Uva Software deploys happen via one of two modes: first via a Github Actions that progressively rolls out across our different environments and regions where before every new “stage” is deployed we ensure that the previous stage is working properly. Second, via an infrastructural change, using Terraform, that modifies the state of our components forcing them to be redeployed. Infrastructural changed are significantly less common but they do happen.
Starting at round 12:50 AM (ET) on Feb 4th a production deploy caused all of our API regions to become unresponsive triggering our load balancers to return 500 level errors to HTTP calls. This deploy was triggered by Terraform as part of a scheduled production roll out of a change to our web portal component upgrade but was not expected to trigger a redeploy of our global API endpoints - this expectation was a big mistake and showed our lack of understanding of Terraform idiosyncrasies.
Because that Terraform changes aren’t part of our regular deployment pipeline (and thus can know the right deployment version that should live in each environment/region combination) it defaults to a “latest” tag that was considered “safe” and has worked reasonably well for quite a few years now except this day “latest” for our API endpoints was a large change still being tested in our staging environment and incompatible with our production infrastructure. Hence the outage.
Our teams were notified, via PagerDuty at 12:53AM quickly identified that our API endpoints had been recently deployed (and were failing to come up) and initiated a rollback to the previous version. We did this on a region by region basis (from largest to smallest) and, at around 1:30AM all API endpoints were recovered.
Now, about all those false positive alerts.

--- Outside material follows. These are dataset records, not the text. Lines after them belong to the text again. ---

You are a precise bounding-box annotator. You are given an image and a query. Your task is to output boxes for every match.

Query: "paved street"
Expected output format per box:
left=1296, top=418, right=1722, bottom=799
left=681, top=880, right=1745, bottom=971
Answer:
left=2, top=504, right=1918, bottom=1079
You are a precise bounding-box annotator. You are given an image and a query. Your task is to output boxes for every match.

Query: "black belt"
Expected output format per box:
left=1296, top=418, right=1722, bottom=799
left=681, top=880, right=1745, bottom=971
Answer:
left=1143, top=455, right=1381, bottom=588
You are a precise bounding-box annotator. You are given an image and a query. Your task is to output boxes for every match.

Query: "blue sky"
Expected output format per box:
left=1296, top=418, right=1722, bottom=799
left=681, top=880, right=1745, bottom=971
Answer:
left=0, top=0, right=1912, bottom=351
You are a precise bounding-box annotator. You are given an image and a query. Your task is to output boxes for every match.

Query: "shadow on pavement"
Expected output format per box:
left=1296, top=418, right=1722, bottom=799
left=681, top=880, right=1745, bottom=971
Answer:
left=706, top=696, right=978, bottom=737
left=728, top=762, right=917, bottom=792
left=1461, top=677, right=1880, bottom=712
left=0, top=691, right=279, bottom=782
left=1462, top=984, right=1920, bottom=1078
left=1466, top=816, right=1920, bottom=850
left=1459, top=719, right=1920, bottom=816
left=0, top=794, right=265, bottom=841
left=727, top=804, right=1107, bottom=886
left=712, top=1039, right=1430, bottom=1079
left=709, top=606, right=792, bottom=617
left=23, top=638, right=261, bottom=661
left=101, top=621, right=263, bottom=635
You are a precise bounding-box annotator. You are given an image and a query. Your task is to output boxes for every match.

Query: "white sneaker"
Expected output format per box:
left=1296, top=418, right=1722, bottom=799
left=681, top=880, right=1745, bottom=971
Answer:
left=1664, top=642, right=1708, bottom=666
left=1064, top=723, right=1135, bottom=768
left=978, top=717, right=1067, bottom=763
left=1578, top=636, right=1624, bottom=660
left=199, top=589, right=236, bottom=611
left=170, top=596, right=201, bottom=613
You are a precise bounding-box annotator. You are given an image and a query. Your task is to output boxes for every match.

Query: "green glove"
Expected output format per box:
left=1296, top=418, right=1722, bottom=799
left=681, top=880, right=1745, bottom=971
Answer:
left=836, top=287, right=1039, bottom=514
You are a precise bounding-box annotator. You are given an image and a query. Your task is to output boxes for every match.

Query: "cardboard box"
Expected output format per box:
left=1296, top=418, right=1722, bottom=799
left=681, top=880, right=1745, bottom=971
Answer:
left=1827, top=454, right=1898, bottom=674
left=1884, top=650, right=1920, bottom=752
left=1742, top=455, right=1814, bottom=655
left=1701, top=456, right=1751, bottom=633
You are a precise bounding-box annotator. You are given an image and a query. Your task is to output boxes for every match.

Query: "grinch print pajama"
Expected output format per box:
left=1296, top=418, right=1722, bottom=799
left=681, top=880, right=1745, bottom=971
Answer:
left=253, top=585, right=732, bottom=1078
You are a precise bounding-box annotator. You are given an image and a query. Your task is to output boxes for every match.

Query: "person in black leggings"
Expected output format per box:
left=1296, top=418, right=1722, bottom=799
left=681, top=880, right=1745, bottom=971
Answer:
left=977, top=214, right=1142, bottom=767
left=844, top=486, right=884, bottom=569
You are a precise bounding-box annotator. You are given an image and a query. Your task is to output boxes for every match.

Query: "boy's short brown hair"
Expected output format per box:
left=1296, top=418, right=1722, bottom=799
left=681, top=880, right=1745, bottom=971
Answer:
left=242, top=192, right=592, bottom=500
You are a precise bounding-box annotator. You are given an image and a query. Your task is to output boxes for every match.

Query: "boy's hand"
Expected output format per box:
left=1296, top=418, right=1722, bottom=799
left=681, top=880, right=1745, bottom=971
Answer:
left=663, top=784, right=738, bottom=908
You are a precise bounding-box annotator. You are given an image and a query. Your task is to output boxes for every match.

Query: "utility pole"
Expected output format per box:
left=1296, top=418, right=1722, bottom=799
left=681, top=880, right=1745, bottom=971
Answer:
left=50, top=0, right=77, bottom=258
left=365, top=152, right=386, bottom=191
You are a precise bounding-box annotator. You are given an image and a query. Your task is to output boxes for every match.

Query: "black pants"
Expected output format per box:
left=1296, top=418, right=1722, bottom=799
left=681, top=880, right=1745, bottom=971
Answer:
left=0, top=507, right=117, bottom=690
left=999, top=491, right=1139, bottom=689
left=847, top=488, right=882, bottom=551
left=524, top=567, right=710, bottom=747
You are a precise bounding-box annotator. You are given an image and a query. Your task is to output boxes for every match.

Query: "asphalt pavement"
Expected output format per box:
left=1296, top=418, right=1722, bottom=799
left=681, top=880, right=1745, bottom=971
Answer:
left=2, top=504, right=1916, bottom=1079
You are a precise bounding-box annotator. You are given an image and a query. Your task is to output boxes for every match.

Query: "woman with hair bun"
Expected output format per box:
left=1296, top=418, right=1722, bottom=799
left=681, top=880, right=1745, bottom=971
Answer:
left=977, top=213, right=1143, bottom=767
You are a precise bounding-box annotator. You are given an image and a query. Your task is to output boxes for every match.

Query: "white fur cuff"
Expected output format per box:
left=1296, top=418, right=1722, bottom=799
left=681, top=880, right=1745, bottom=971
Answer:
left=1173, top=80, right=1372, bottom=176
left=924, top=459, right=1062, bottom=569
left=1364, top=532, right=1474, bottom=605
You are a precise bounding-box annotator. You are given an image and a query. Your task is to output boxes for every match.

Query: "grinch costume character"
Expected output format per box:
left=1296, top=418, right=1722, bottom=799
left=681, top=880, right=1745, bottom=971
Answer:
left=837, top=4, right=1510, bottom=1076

While all that was going on, there was a legitimate change going out to our web portal aimed at addressing latency for results showing up for customers caused by a large influx of usage from one of our larger customers (in essence there was a backup of messages in SQS waiting to be post processed) - the goal of this change was to increase concurrency in order to kick CPU higher to then trigger auto scaling to better keep up with post processing demand. This change was successful and results are now showing up in the portal faster than ever but also included an unrelated dependency upgrade to a JSON serialization library that changed the text representation of an empty array from “” to “[ ]”. This apparently harmless change was enough to trick our logic in the web portal to start marking results without findings as result with findings causing all the false positive email notifications.
To make matters worse, there was a, ill timed, bug introduced with that release that prevented users from being able to change their notification preferences. To be clear, this was a problem with our management portal only (www.scanii.com) and did not impact any of our content processing endpoints.
Unfortunately the number of emails sent was not something we had active monitoring on and the problem was not identified until later in the day when we began reviewing the support tickets that had come in. At about 8AM ET we did another deploy temporarily pausing all email notifications pending a proper fix to the portal. That fix when out early today (Feb 5th) after comprehensive testing.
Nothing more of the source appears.